Recognize Everywhere. A warehouse is a challenging environment for voice recognition due to the many forms of either constant or intermittent background noise. One cannot rely strictly on “noise cancelling” microphones – the voice recognition software must have the capacity to filter out background noise by correctly distinguishing it from the worker’s voice.
Recognize Everything. A key indicator of recognizer strength is whether a worker can use it for every task, including logging-on, selecting the application, and changing headset volume. If, for instance, a solution doesn’t support voice logon, it means the customer cannot operate the system on some of today’s popular “voice only” units – and it is a sign that the voice recognition software is weak.
Recognize The Context. Workers need to speak with supervisors and colleagues. This can confuse weak recognizers, which assume that the worker is speaking to the voice system but is saying something wrong. So workers have to resort to pulling microphones away from their faces (risking damage to the headset) in order to speak to a real person. The best voice recognizers have “out of vocabulary rejection” – meaning that they can detect when the worker is speaking to the voice application, and automatically ignore side conversations.

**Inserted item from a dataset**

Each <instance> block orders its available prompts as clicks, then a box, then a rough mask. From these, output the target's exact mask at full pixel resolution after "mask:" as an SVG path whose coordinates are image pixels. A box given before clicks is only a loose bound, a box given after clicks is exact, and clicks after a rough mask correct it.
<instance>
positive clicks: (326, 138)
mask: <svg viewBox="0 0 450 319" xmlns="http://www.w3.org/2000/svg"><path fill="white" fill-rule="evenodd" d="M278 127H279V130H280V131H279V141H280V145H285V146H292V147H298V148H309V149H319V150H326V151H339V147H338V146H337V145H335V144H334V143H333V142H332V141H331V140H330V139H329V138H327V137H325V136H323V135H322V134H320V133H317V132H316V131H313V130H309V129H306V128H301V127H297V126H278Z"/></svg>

Recognize Different Skill Levels. Too often, voice solutions fail to give expert workers the ability to maximize their performance because they are “dumbed down” to accommodate less experienced workers. But if super workers can combine multiple phrases into a single utterance, they can achieve even higher productivity. This is only possible with a “continuous recognizer” that accurately handles longer phrases. It enables an organization to voice-enable workers according to their own level of expertise, and gradually move them up to a higher standard. “Discrete recognizers” can only support very short words like “ready,” “yes,” and “no,” which requires more interactions, frustrating experienced workers who already know what to say next.
Sound Human. Workers have to use the voice system for 8 hours a day. The best solutions offer recorded human prompts so that they hear a real voice. Many also offer text-to-speech voices (TTS), which admittedly have gotten better in recent years but often can still sound like a computer. By supporting both human and TTS voices companies have a choice.